Het huidige bewijsmateriaal toont aan dat vruchtbaarheidsbehoud niet moet worden aangeboden aan Klinefelter-jongens jonger dan 16 jaar als gevolg van lagere kans op aanwezigheid van geslachtscellen door testiculaire sperma extractie (TESE) in vergelijking met het ophalen van geslachtscellen bij adolescenten en volwassenen tussen de 16 en 30 jaar.

Wat al bekend is bij KS, is dit de meest voorkomende chromosomale aandoening bij mannen die leidt tot niet-obstructieve azoöspermie. Deze wordt veroorzaakt door de aanwezigheid van ten minste één extra X-chromosoom. Aan hetbegin van de puberteit bij adolescenten met KS leidt tot een progressieve degeneratie van de testikels. Het effect van de daaropvolgende weefseldegeneratie vruchtbaarheid potentiële patiënten met KS is niet bekend, maar in eerdere literatuur is gesuggereerd dat vruchtbaarheidsbehoud moet worden gestart bij adolescenten op een zo vroeg mogelijke leeftijd. Echter blijkt dat spermatozoa kan worden gevonden door TESE in ongeveer 50% van de volwassenen met het syndroom van Klinefelter ondanks de ernstige disfunctie van de testikels. Deze constatering  bevestigd de huidige bewijs voor behoud van de vruchtbaarheid bij kinderen en adolescenten en mogelijke prognostische markers voor vruchtbaarheidsbehandeling in KS.

STUDIE OPZET

Er is een uitgebreid literatuuronderzoek uitgevoerd, op zoek Pubmed, Embase, Cinahl en Web of Science van oorsprong tot en met april 2016 voor 'Klinefelter-syndroom' en 'vruchtbaarheid' en verschillende synoniemen.

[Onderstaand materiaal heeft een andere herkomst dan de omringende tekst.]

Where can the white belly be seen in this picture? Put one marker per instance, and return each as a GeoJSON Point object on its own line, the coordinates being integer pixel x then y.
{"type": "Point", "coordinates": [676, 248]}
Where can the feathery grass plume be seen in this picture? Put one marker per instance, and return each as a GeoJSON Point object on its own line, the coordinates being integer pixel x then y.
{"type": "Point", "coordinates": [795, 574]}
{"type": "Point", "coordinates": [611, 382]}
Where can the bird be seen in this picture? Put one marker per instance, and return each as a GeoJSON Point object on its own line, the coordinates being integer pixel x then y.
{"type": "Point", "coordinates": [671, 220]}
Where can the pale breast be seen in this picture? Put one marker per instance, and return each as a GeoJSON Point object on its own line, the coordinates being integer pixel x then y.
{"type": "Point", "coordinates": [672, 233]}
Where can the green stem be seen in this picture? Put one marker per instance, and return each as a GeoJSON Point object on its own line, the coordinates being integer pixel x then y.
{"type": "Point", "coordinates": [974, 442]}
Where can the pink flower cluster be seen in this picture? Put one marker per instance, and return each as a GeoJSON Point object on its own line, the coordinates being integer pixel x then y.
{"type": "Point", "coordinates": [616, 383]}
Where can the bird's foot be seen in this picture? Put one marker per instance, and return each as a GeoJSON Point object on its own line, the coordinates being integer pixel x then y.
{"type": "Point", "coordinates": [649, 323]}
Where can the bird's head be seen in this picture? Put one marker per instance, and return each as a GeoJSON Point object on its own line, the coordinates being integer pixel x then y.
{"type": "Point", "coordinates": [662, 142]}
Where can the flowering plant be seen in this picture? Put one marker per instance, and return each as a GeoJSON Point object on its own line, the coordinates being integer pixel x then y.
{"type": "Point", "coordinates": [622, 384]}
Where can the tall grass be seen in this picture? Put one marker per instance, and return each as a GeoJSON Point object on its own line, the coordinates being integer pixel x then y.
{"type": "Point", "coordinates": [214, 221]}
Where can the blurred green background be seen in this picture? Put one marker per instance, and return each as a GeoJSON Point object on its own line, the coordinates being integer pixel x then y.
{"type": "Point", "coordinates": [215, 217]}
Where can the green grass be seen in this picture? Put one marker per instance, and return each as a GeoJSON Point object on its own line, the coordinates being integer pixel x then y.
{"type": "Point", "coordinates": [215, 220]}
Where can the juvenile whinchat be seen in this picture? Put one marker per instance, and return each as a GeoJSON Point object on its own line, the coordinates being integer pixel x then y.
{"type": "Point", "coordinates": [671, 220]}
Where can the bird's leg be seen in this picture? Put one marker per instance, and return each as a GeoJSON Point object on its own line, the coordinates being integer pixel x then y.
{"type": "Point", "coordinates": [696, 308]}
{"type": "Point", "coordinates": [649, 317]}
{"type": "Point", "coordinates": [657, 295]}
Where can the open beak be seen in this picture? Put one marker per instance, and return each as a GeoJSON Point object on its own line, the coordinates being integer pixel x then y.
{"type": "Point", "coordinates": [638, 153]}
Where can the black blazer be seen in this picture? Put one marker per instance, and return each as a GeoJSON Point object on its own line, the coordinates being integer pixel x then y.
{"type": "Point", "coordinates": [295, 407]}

Titels en abstracts zijn handmatig gescand door de auteurs in aanmerking te komen.

DEELNEMERS

In totaal bleken 76 onderzoeken in aanmerking te komen voor opname in deze beoordeling. Informatie van de papieren werd afzonderlijk geëxtraheerd door twee auteurs.

BELANGRIJKSTE RESULTATEN

Diverse studies hebben aangetoond dat de pre-puberale kinderen met KS hebben al een verminderd aantal kiemcellen hebben, ondanks een normaal hormonaal profiel tijdens de kindertijd. De aanwezigheid van zaadcellen in het ejaculaat van adolescenten met KS is uiterst zeldzaam. Met behulp van TESE, is het ophalen van geslachtscellen bij jongeren jonger dan 16 jaar oud veel lager (0-20%) in vergelijking met die bij adolescenten en jonge volwassenen tussen de 16 en 30 jaar oud (40-70%). Hoewel spermatogonia kan worden gevonden door TESE in ongeveer de helft van de peri-puberale jongeren, zijn er momenteel geen klinisch functionele technieken voor hun toekomstig gebruik. Kinderen en jongeren moeten worden geïnformeerd dat vroege vruchtbaarheidsbehoud vóór de leeftijd van 16 jaar niet later kan garanderen dat de vruchtbaarheid in het leven en kan zelfs de kans op nageslacht verminderen door het verwijderen van functioneel onrijpe kiemcellen die eventueel kunnen uitgroeien tot spermatozoa na de puberteit. Verder, behalve de leeftijd van de patiënten met het syndroom van Klinefelter, zijn er geen factoren geïdentificeerd die met zekerheid kan worden gebruikt als een voorspellende marker voor vruchtbaarheidsbehoud.

BEPERKINGEN

Het merendeel van de gepresenteerde resultaten in deze review is gebaseerd op onderzoeken met inbegrip van een klein aantal jongeren met KS. Daarom kunnen de onderzoeken zijn die klinisch significante verschillen voor de verschillende resultaten, vooral voor potentiële voorspellende factoren vruchtbaarheidsbehoud zoals hormoonniveaus detecteren. Bovendien is de patiëntenpopulatie met KS gediagnosticeerd tijdens de kindertijd verschillend van de volwassen bevolking KS waarbij de diagnose is gebaseerd op onvruchtbaarheid. Resultaten op basis van vergelijkingen tussen de twee groepen moeten met voorzichtigheid worden geïnterpreteerd.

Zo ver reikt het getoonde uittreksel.